Headfirst Productions
- Company type: Private
- Industry: Video games
- Founded: 1998
- Founder: Mike Woodroffe Simon Woodroffe
- Defunct: 2006
- Headquarters: Canwell, Sutton Coldfield, West Midlands, UK
- Website: headfirst.co.uk

= Headfirst Productions =

UK video game developer

Headfirst Productions was a British video game studio established by father and son Mike and Simon Woodroffe (Adventure Soft) in 1998. The studio was an independent developer of games for both the console and PC market.

== Games ==
- Battle of the Planets (cancelled)
- Call of Cthulhu: Beyond the Mountains of Madness (cancelled)
- Call of Cthulhu: Dark Corners of the Earth (2005)
- Call of Cthulhu: Destiny's End (vaporware, cancelled)
- Call of Cthulhu: Tainted Legacy (cancelled)
- Deadlands (cancelled)
- Simon the Sorcerer 3D (2002)

== Bankruptcy ==
After having published Call of Cthulhu: Dark Corners of the Earth, Headfirst had problems with publisher Bethesda Softworks regarding finances. Some time after that, about half of the company left, so the second project's team (Call of Cthulhu: Destiny's End), along with some people from the Call of Cthulhu: Dark Corners of the Earth production team, stayed on board trying to keep working on the project, porting it to the next-gen consoles, while the directors were trying to secure a publishing deal for the game. After several months of struggle the company went into administration.

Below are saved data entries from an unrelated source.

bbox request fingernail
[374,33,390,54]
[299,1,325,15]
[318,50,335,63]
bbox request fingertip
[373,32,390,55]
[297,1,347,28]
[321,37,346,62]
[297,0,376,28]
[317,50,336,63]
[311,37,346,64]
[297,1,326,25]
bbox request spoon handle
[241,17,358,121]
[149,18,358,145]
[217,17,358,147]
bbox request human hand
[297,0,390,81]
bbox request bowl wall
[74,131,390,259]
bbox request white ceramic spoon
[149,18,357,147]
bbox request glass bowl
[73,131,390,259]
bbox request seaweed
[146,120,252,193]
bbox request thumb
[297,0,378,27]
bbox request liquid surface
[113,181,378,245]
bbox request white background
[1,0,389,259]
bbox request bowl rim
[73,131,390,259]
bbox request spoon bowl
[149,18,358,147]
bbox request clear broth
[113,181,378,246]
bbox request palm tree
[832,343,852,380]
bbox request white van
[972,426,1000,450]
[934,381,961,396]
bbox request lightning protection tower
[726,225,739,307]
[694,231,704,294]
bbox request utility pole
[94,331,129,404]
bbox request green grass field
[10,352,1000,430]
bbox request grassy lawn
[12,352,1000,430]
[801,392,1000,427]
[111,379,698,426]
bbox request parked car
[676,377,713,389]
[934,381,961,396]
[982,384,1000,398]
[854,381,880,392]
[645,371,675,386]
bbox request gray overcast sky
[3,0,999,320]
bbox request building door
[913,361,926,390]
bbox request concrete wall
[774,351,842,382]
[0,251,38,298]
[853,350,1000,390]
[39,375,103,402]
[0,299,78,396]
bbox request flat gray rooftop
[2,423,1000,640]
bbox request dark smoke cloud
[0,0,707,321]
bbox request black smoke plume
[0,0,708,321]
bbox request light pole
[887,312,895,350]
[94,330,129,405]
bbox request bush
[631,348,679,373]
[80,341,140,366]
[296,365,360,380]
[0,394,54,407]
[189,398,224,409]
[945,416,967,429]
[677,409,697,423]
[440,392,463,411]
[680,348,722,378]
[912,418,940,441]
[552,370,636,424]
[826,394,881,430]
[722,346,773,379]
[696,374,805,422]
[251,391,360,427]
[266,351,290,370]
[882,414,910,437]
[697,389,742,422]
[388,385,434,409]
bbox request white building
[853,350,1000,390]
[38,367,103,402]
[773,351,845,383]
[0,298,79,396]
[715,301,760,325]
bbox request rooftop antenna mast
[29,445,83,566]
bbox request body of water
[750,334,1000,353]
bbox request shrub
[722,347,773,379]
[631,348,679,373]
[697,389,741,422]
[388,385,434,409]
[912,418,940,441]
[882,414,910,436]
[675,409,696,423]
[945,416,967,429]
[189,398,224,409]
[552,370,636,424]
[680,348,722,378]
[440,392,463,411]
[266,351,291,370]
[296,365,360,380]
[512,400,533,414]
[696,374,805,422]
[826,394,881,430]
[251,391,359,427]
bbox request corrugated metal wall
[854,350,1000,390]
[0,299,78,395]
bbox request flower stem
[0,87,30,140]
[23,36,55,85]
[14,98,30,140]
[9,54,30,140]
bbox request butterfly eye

Most of the staff went on to other West Midlands game companies, namely Codemasters, Eurocom and Sega Racing Studio. In February 2006, Headfirst Productions went into administration in an effort to pay off outstanding debts owed because of production costs associated with the many years of Cthulhu development, and other unsigned projects. Assets were liquidated, employees were laid off, and the company was dissolved less than a month later.